Editor's Note: This article was originally published at 6:28 a.m. EDT on Real Money on Aug. 26. To see Jim Cramer's latest commentary as it's published, sign up for a free trial of Real Money.
NEW YORK ( Real Money) -- "Last straw." Those are the two words I heard everywhere I went this weekend. The Nasdaq outage was the last straw, as it's become clear that the machines have taken over and they simply can't be stopped. That attitude, plus the desire to see someone at the Nasdaq OMX (NDAQ - Get Report), which runs the Nasdaq, take the fall for Facebook (FB) and for this three-hour shutdown, was on one everybody's lips -- my conversations tend to skew to the stock market when any event puts stocks back on the front page.
The criticism was two-pronged. The professionals would like to see Bob Greifeld replaced as CEO at Nasdaq, mostly because of his total failure to communicate anything about the situation, coupled with his insistence that such a lack of transparency is absolutely the right thing to do.

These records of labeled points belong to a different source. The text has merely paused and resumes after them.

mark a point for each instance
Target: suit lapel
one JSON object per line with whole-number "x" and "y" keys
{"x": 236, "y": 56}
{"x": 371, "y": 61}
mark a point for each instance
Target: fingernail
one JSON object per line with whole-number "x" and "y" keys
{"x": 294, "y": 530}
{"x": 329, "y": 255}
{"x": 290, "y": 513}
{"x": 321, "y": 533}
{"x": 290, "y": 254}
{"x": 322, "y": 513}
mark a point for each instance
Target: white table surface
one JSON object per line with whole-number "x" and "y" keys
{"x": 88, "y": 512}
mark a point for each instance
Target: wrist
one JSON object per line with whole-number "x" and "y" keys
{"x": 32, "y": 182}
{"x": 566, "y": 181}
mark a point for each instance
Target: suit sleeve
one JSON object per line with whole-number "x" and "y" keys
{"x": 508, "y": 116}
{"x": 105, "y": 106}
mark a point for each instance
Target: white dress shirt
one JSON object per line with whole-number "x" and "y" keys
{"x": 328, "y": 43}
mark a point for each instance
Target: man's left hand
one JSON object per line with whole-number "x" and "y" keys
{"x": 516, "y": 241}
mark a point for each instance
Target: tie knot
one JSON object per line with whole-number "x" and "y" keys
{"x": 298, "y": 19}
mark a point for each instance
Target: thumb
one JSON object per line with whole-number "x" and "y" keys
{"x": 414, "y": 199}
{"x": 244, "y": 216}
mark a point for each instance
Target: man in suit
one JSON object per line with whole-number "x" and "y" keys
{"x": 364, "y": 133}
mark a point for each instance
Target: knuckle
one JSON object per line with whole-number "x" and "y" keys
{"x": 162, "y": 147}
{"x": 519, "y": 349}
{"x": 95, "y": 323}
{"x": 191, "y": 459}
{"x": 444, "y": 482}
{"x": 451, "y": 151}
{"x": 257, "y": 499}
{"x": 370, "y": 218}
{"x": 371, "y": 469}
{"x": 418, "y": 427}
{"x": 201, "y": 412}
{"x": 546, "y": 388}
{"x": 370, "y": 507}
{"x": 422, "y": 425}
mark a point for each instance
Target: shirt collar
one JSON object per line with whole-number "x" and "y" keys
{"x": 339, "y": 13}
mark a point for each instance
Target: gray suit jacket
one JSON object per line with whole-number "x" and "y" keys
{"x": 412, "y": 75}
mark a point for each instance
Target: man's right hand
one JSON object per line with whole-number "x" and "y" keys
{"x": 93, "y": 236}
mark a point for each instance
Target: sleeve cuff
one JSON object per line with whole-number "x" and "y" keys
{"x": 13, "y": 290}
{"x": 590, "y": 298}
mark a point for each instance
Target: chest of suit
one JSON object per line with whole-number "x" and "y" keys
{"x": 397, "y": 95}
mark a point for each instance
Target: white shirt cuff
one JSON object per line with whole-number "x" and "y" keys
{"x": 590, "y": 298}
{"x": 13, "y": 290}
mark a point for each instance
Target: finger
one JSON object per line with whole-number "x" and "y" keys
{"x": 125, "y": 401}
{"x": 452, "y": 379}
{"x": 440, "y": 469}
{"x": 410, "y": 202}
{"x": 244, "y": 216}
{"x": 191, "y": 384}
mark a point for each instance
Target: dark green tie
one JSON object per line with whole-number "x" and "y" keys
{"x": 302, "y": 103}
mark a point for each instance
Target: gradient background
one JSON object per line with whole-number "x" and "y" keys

The amateurs, on the other hand, just want out. They have lost faith in the system entirely, because they believe that the big guys -- particularly the high-frequency traders -- are the ones behind the complexity. These folks just want a simple bid-and-ask to make their sells and their buys. They don't need the obviously not-redundant dark pools and rival exchanges in order to get what they want done. They just want the old days back, when the Nasdaq was the technological leader and seemed like the better-run of the two big exchanges.Greifeld's hold on the Nasdaq board is a little mystifying. I think his success has a lot to do with his hard-core "don't cross me" ability that can beat back all critics. To say that Greifeld is tough would be an incredible understatement. It's a given that he'll ensure those who disagree with him will have to explain themselves a lot harder than he has to do. In light of Facebook and this debacle, that's is a pretty brilliant strategy: He's put the critics on the defensive even after these two confidence-destroying episodes. That shows his power and his hold on the franchise -- as well as the toothlessness of the Securities and Exchange Commission.